Ab-Initio Molecular Dynamics Acceleration Scheme with an Adaptive Machine Learning Framework

Quantum mechanics based ab-initio molecular dynamics (MD) simulation schemes offer an accurate and direct means to monitor the time-evolution of materials. Nevertheless, the expensive and repetitive energy and force computations required in such simulations lead to significant bottlenecks. Here, we lay the foundations for such an accelerated ab-initio MD approach integrated with a machine learning framework. The proposed algorithm learns from previously visited configurations in a continuous and adaptive manner on-the-fly, and predicts (with chemical accuracy) the energies and atomic forces of a new configuration at a minuscule fraction of the time taken by conventional ab-initio methods.
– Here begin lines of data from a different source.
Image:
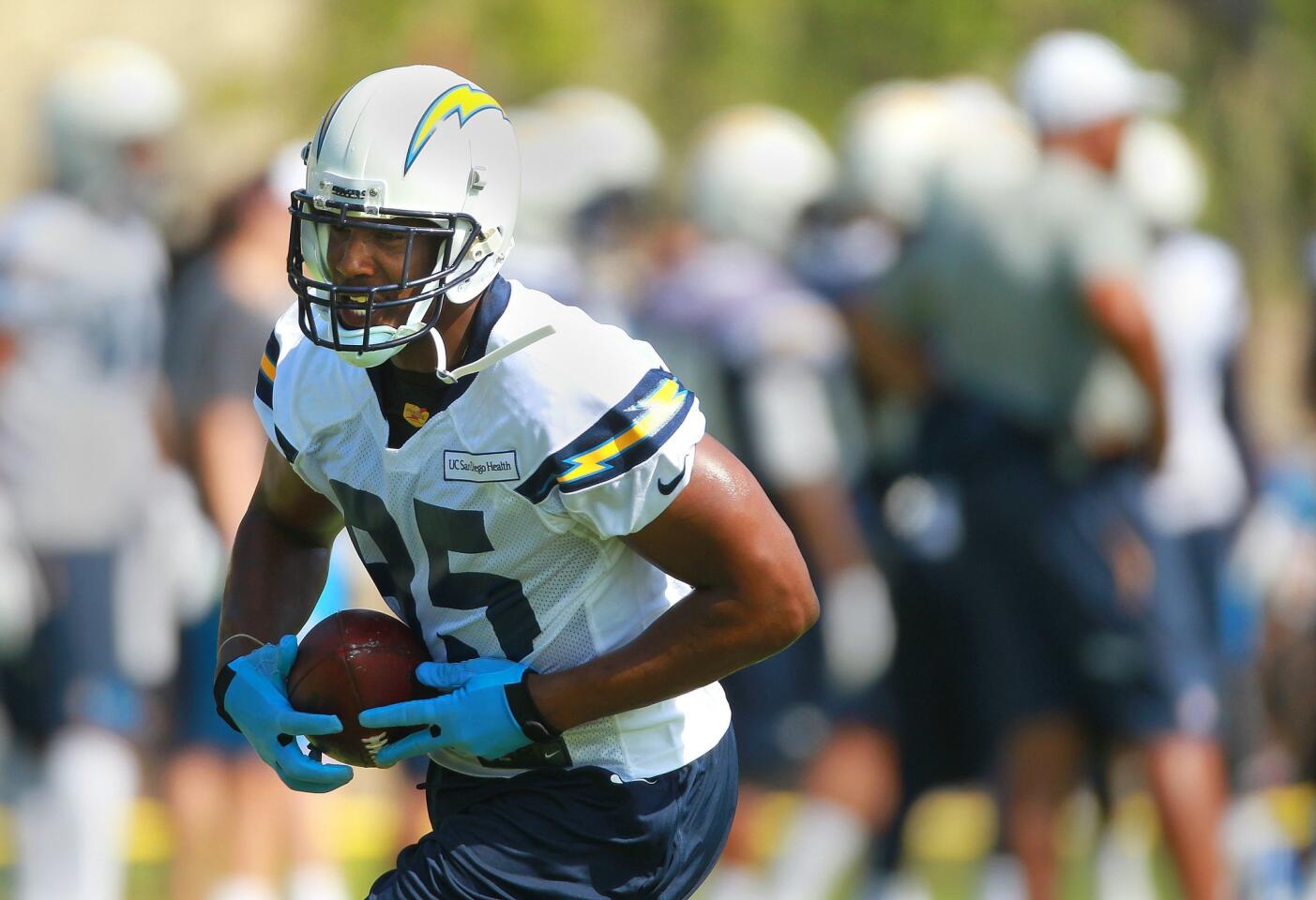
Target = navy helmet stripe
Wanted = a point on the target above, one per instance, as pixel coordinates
(264, 383)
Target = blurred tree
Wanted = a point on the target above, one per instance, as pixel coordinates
(1247, 68)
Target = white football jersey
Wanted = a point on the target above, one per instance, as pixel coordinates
(495, 529)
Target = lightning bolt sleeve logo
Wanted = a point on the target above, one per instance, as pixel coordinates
(626, 437)
(657, 410)
(462, 100)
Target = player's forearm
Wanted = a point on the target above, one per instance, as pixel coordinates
(707, 636)
(1120, 316)
(274, 580)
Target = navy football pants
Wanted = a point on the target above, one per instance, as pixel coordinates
(568, 834)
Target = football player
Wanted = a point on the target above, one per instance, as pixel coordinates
(532, 492)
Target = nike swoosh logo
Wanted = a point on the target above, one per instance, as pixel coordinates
(668, 488)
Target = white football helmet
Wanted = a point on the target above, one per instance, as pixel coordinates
(901, 140)
(110, 97)
(587, 146)
(418, 143)
(1159, 170)
(753, 172)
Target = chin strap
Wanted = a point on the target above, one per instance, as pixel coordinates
(490, 358)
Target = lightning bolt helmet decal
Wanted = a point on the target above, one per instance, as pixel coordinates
(461, 100)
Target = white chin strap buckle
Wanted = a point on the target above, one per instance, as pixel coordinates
(490, 358)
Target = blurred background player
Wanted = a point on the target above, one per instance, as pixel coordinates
(771, 361)
(591, 162)
(234, 824)
(921, 724)
(82, 271)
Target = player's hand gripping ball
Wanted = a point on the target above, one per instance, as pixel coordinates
(353, 661)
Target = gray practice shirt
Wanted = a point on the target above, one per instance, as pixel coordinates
(993, 286)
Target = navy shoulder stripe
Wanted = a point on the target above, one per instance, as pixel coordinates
(268, 368)
(623, 439)
(290, 452)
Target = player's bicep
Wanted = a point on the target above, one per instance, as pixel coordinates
(291, 502)
(721, 531)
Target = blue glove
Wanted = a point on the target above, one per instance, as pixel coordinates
(474, 719)
(255, 701)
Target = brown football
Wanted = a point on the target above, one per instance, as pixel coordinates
(353, 661)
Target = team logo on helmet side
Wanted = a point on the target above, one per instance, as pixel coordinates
(462, 100)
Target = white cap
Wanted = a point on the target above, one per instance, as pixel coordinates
(112, 92)
(1161, 173)
(1070, 81)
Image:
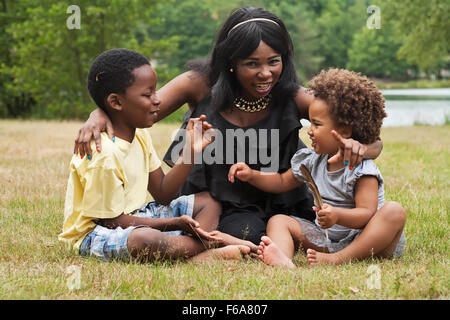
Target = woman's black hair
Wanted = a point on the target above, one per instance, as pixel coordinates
(112, 72)
(239, 44)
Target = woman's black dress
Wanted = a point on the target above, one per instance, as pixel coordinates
(246, 209)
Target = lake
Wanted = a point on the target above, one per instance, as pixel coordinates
(408, 107)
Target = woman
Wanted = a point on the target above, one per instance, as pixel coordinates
(250, 84)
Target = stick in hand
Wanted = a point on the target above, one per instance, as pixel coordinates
(314, 190)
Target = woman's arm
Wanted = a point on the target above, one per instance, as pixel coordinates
(189, 87)
(303, 99)
(366, 202)
(267, 182)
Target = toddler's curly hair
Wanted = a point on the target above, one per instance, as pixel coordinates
(354, 101)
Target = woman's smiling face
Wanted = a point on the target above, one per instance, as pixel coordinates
(258, 73)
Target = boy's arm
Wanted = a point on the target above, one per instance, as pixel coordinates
(164, 187)
(268, 182)
(185, 223)
(366, 202)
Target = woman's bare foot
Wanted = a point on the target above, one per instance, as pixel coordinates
(272, 255)
(228, 239)
(315, 258)
(231, 252)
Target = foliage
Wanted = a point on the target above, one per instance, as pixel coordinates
(423, 28)
(43, 64)
(374, 52)
(51, 62)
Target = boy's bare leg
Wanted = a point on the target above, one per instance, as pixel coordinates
(207, 211)
(272, 255)
(228, 239)
(148, 244)
(379, 238)
(231, 252)
(284, 238)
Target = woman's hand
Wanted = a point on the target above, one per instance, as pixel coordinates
(351, 151)
(241, 171)
(327, 216)
(199, 134)
(98, 122)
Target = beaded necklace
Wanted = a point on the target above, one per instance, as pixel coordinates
(252, 106)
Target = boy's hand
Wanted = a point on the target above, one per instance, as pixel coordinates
(189, 225)
(241, 171)
(327, 216)
(200, 133)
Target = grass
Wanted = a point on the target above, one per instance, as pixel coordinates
(33, 265)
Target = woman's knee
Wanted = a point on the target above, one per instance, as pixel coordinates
(394, 213)
(244, 226)
(204, 198)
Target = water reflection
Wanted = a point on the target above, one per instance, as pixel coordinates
(407, 107)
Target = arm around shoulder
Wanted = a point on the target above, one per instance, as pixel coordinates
(303, 99)
(189, 87)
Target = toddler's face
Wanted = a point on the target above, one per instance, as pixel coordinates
(323, 141)
(259, 73)
(140, 101)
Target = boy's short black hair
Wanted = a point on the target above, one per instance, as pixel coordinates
(111, 72)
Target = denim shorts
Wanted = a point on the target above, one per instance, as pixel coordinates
(111, 244)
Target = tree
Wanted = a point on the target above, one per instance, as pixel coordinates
(374, 53)
(51, 61)
(12, 102)
(339, 21)
(423, 26)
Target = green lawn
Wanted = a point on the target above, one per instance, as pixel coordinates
(33, 265)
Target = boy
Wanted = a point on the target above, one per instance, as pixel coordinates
(107, 210)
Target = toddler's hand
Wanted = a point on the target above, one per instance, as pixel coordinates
(241, 171)
(326, 217)
(350, 150)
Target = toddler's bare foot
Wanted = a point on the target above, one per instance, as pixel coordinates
(315, 258)
(272, 255)
(231, 252)
(228, 239)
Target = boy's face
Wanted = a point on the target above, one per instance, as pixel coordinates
(140, 103)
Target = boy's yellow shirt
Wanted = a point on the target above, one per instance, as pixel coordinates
(113, 182)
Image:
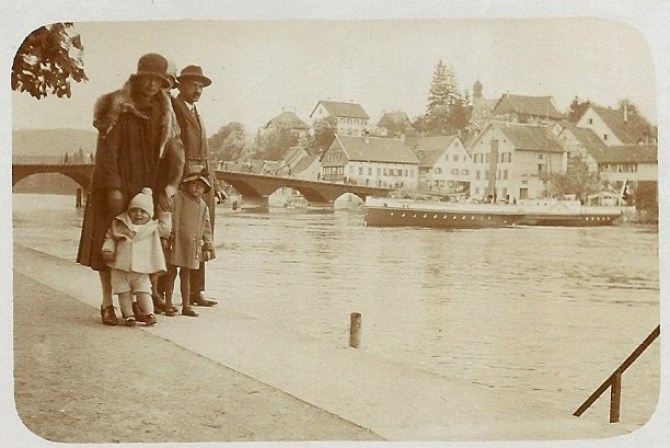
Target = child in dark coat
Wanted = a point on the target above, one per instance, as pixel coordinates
(191, 240)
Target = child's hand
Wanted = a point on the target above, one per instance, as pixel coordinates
(108, 257)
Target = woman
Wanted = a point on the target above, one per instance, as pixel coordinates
(136, 130)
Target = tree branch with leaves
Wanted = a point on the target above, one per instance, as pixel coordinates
(47, 60)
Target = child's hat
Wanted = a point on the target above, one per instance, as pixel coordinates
(198, 173)
(143, 200)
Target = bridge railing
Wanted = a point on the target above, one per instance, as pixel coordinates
(614, 381)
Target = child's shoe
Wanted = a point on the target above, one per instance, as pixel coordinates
(188, 311)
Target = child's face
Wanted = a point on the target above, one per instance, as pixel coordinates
(138, 216)
(196, 188)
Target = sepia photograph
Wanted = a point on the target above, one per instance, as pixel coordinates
(337, 224)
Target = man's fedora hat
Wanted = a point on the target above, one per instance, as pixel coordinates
(194, 72)
(198, 173)
(153, 64)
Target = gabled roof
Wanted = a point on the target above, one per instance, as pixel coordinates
(586, 137)
(632, 130)
(527, 137)
(428, 158)
(628, 154)
(305, 163)
(376, 149)
(287, 120)
(538, 106)
(338, 109)
(394, 119)
(435, 143)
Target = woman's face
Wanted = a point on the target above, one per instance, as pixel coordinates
(149, 85)
(138, 216)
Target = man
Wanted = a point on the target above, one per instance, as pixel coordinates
(191, 83)
(135, 135)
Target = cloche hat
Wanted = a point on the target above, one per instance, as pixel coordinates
(155, 65)
(193, 72)
(198, 173)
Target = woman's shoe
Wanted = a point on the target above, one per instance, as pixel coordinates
(109, 315)
(188, 311)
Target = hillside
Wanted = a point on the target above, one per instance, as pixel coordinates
(51, 142)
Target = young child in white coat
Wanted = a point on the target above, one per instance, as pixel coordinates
(191, 240)
(133, 249)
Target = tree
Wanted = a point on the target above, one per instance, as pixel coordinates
(46, 61)
(578, 180)
(445, 111)
(273, 143)
(228, 142)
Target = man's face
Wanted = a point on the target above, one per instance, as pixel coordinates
(149, 85)
(190, 90)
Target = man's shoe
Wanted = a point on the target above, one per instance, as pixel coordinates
(188, 311)
(201, 301)
(109, 315)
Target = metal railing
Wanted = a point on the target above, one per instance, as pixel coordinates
(614, 381)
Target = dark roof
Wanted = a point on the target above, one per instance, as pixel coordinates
(628, 154)
(287, 120)
(394, 119)
(377, 149)
(427, 158)
(529, 137)
(337, 109)
(539, 106)
(633, 130)
(304, 163)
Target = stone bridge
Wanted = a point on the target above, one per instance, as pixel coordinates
(254, 188)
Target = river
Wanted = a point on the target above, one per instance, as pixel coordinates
(548, 311)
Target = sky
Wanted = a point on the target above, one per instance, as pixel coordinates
(265, 55)
(261, 67)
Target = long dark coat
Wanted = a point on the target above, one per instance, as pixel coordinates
(191, 232)
(127, 158)
(196, 150)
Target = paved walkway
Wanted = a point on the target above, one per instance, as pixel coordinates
(365, 396)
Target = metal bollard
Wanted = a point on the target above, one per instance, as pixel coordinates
(355, 330)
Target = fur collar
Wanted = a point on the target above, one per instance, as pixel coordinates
(110, 106)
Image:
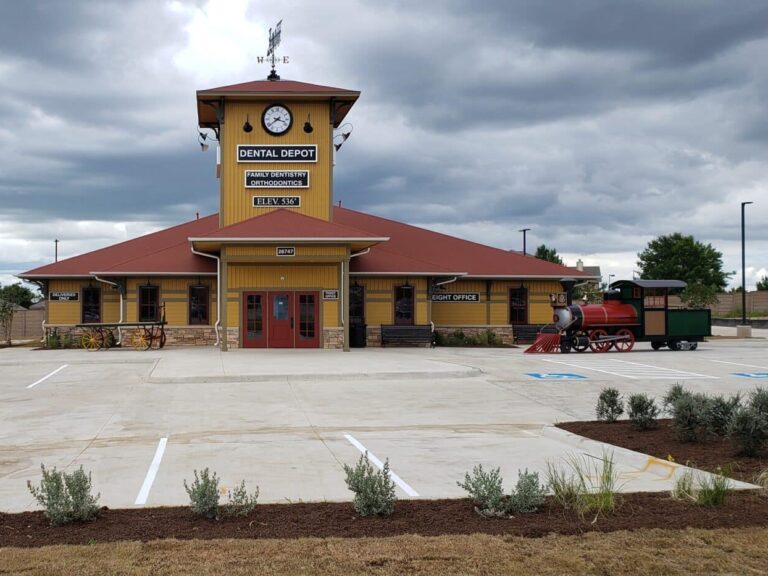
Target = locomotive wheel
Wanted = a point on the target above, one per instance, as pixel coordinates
(599, 346)
(625, 345)
(580, 342)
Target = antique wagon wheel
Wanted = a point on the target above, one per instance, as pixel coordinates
(140, 340)
(599, 346)
(92, 340)
(627, 343)
(580, 341)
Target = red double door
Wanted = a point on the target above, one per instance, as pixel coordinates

Key elements of this new accelerated ab-initio MD paradigm include representations of atomic configurations by numerical fingerprints, the learning algorithm, a decision engine that guides the choice of the prediction scheme, and requisite amount of ab-initio data. The performance of each aspect of the proposed scheme is critically evaluated for Al in several different chemical environments. This work can readily be extended to address non-elemental compounds, and has enormous implications beyond ab-initio MD acceleration. It can also lead to accelerated structure and property prediction schemes, and accurate force-fields.